Trump Isn't the Only Older Worker Staying on the Job
In January, according to the employment numbers released today, an estimated 19.1 percent of Americans 65 and older either had a job or were actively looking for one. That's the highest that percentage has been in a January since 1961 (seasonally adjusted numbers aren't available, so comparing month to month is important). Meanwhile, labor-force participation among "prime age" workers (those 25 to 54) has been on a long downtrend:
Of course, the labor-force participation rate is still more than four times higher among prime-agers than among 65-plussers.
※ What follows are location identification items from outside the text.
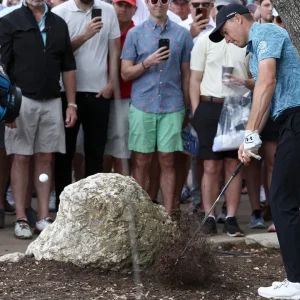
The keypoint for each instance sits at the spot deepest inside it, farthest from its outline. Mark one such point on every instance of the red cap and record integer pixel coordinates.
(131, 2)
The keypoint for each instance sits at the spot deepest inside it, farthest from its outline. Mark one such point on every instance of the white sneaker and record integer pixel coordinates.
(42, 224)
(52, 201)
(282, 290)
(22, 229)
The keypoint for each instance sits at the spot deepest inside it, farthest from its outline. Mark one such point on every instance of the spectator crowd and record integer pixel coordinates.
(110, 87)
That's why the millions of baby boomers who have been turning 65 every year since 2011 have been depressing the overall labor-force participation rate even as the 65-plus participation rate rises (some people get confused about this).
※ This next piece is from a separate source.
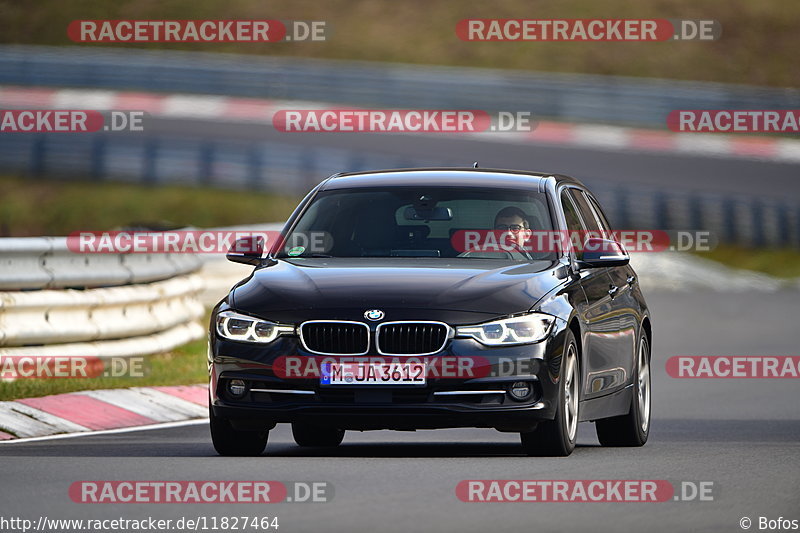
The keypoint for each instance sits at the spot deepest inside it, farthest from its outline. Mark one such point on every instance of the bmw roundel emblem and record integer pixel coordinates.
(373, 314)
One big question is whether people are staying in the labor force longer because they like working or because they can't afford not to. It's clearly a bit of both, as indicated by the responses to the Employee Benefit Research Institute's 2016 Retirement Confidence Survey:
Almost all retirees who say they worked for pay in retirement in the 2016 RCS gave a positive reason for doing so, saying they did so because they enjoyed working (80 percent) or wanted to stay active and involved (82 percent). However, they say that financial reasons also played a role in that decision, such as wanting money to buy extras (57 percent), needing money to make ends meet (51 percent), a decrease in the value of their savings or investments (43 percent), or keeping health insurance or other benefits (32 percent).
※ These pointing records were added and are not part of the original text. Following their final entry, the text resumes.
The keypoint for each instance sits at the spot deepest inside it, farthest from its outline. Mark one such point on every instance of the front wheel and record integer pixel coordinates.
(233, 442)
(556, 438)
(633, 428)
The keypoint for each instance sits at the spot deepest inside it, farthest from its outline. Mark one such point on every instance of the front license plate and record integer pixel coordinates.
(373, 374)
These latter reasons seem to be reflected in the recent trajectory of the 65-plus labor-force participation rate. As the job market has improved and prime-age labor-force participation has risen over the past year, the 65-plus participation rate has been pretty much flat. Better times have allowed more people to retire.
The full history of the 65-plus labor force participation rate -- the numbers are available back to 1948 -- also seems to point to a key role for economic necessity:
One possible explanation for this fall and rise: As retirement benefits (Social Security, Medicare, corporate pensions and retiree health insurance) got more and more generous in the decades after World War II, fewer and fewer 65-plussers stayed in the labor force. Then, as the great ratcheting-back of these benefits began -- I would date this to the 1974 passage of the Employee Retirement Income Security Act, although its effects only began to be felt a few years later -- the trend reversed. I don't think retirement benefits are going to start getting more generous anytime soon, so we should probably expect the 65-and-older labor-force participation rate to keep rising.
No, I can't be certain what Clinton would have said if a Census Bureau surveyor had asked her last month about her employment status, but I kind of doubt she would have been classified as not in the labor force.
People living longer probably had an effect in those decades, too. A growing number of people in their 80s and 90s would have a tendency to depress the 65-and-older participation rate. Although that number has kept growing in recent decades even as the participation rate has risen.